The pope made his appeal during an interview recorded last month with Swiss broadcaster RSI, which was partially released on Saturday.

“I think that the strongest one is the one who looks at the situation, thinks about the people and has the courage of the white flag, and negotiates,” Francis said, adding that talks should take place with the help of international powers.

Ukraine remains firm on not engaging directly with Russia on peace talks, and Ukrainian President Volodymyr Zelenskyy has said multiple times the initiative in peace negotiations must belong to the country which has been invaded.
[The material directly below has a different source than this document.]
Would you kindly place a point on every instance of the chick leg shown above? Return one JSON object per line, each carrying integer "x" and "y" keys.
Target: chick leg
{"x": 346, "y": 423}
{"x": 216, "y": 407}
Russia is gaining momentum on the battlefield in the war now in its third year and Ukraine is running low on ammunition. Meanwhile, some of Ukraine’s allies in the West are delicately raising the prospect of sending troops.

 

Vatican spokesman Matteo Bruni said Saturday that Francis picked up the “white flag” term that had been used by the interviewer. He issued a statement of clarification after the pope’s “white flag” comments sparked criticism that he was siding with Russia in the conflict.

Throughout the war, Francis has tried to maintain the Vatican’s traditional diplomatic neutrality, but that has often been accompanied by apparent sympathy with the Russian rationale for invading Ukraine, such as when he noted that NATO was “barking at Russia’s door” with its eastward expansion.

Francis said in the RSI interview that “the word negotiate is a courageous word.”

"When you see that you are defeated, that things are not going well, you have to have the courage to negotiate,” he said. “Negotiations are never a surrender.”

The pope also reminded people that some countries have offered to act as mediators in the conflict.

 

“Today, for example, in the war in Ukraine, there are many who want to mediate,” he said. “Turkey has offered itself for this. And others. Do not be ashamed to negotiate before things get worse."

Turkish President Recep Tayyip Erdogan — whose NATO-member country has sought to balance its close relations with both Ukraine and Russia — has offered during a visit Friday from Zelenskyy to host a peace summit between the two countries.